I paid attention whenever my mom talked about the rules of etiquette while I was growing up, because etiquette was a subject her family took very seriously-to the point of having etiquette-related discussions and practice lessons during their dinner hour. It must have been quite a shock, then, for her to end up with a daughter like me. (See: “The Word Ass, My Deep And Abiding Love For”)
But I did take her thank-you note lessons with me when I moved out on my own, so that by the time my husband and I got engaged and began to receive wedding gifts, I had honed my gratitude expression skills to Olympian heights. I had all thank-you notes written and ready to send BEFORE THE CEREMONY for every gift received before the wedding (and yes, I am STILL extremely proud of that, even thirteen years later, SHUT UP!)
But the gold medal, the jewel in my gratitude crown came three weeks after the wedding, when sadly, my husband’s grandfather passed away. As the family were all standing in the receiving line after the wake, I was introduced to one of my husband’s parents’ friends who said excitedly, “Oh, you’re the one who wrote that charming thank you note!” And I was so, SO excited, as if I actually had just won a gold medal in a hotly contested Olympic event, and had just stepped onto the platform to watch the American flag rise to the tune of “The Star Spangled Banner”, because, OMG! My thank-you notes and I had a fan!
(Yes, I know, I’m a sad, scary woman. I can already hear my sister-in-law snorting at me from two states away.)
But now I’m facing a challenge that was never covered in my personal etiquette training, which is the fact that we were recently gifted with a…toilet. A slightly used toilet, at that. I’ve never been in this situation before, and so I’ve spent a very large amount of time and energy trying to figure out exactly what the hell the correct response is to such a gift.
Because first of all, if I tried to use The Three Rules Of Thank-You Notes, well, then, er, you can see exactly where THAT would go-all my hard work and the reputation I’ve built up would go right down the…um, never mind.
Also, it doesn’t help that I’m still a little hazy on just how, exactly, we became the recipients of such a gift.
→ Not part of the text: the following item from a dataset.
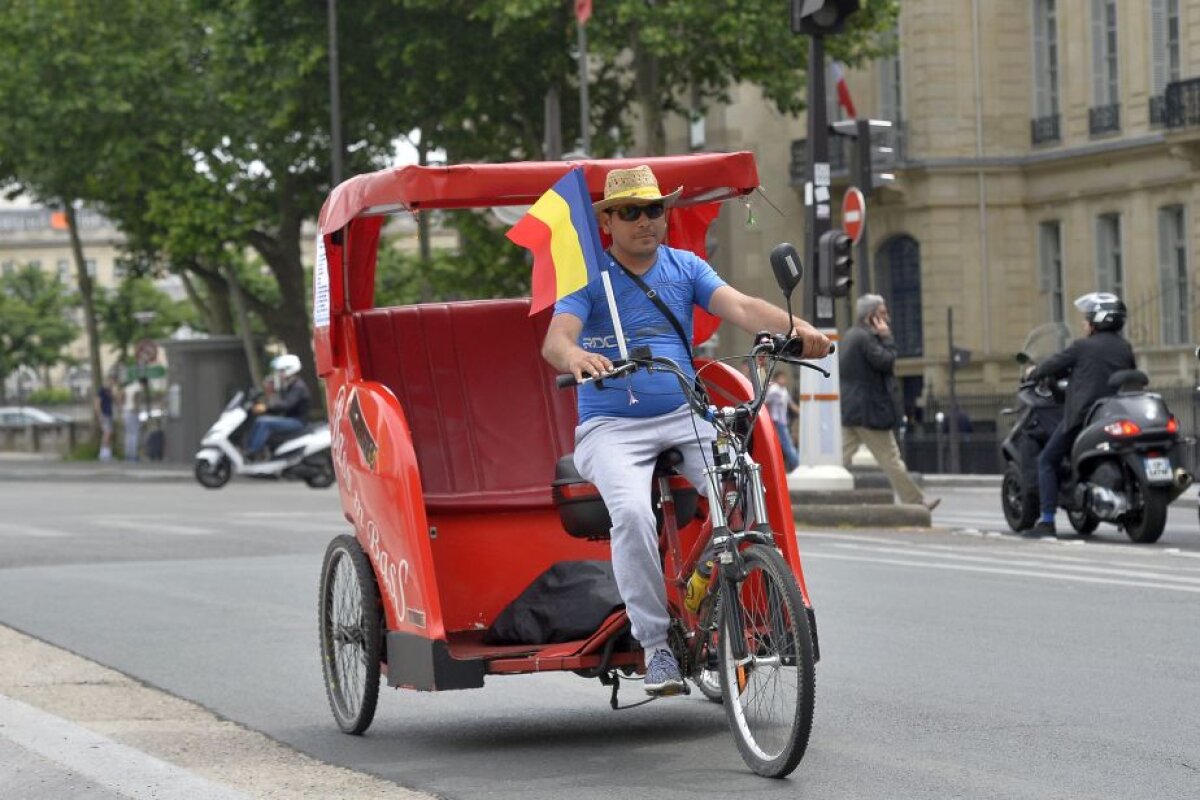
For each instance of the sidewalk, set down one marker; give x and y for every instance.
(39, 467)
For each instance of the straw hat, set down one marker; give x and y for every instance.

I seem to remember my husband arriving home from work one day with a boxed-up toilet in the back of the Explorer, and joyfully announcing, “Guess what? [A guy from work] gave us a toilet!” It was really hard for me to share in his excitement because, 1-that was really weird, and, 2-I didn’t know we needed a toilet, and 3-did this guy just happen to have an extra toilet just lying around the house, and then one day he was all, “Hm, I wonder what I should do with this?” And then thought something like, “Extra toilet? I know-this would be perfect for the Ryans!”, and 4-EEWW, MY HUSBAND JUST BROUGHT HOME SOMEONE’S USED TOILET IN OUR CAR, AND NOW MY OCD HAS BEEN TRIGGERED SO BADLY THAT I WILL PROBABLY JUST DIE, RIGHT HERE IN THE GARAGE! I HOPE THE TOILET WAS WORTH IT!
Also, I know how things can sometimes go around here, and I was really afraid that this toilet would turn out to be exactly like The Horse Poo Episode of a few years back. (Important Side Note: And while we’re on that subject, earlier in the week my husband turned to me and asked, “Do we have any plans for Saturday?” “No,” I answered, wondering what cool thing he might be planning. “Why?” “Because I think it’s time to put in another order for some poo,” he replied.)
But happily, my husband was just as eager to install the toilet as I was to not have it sit in our garage for months and months, and so it has happily taken up residence in our bathroom and begun to perform its duties. (We shall not speak of its predecessor, which as of this writing still does reside in the garage. But I’m sure it is actually just moments away from being dragged to the curb by The Person Who Wanted A New Toilet In The First Place, And Who Is Not Currently Suffering From A Chronic Pain Disorder And Chronic Fatigue Like Some Other People Who Live Here, If You Get My Drift.)
Meanwhile, I’m just gonna have to hope that my husband was adequately able to express our thanks and gratitude to the toilet’s former owner because, honestly, hell if I know how to do it. But, in a fitting and ironic conclusion to this story, I will most likely be spending this weekend up to my ankles in s*&%.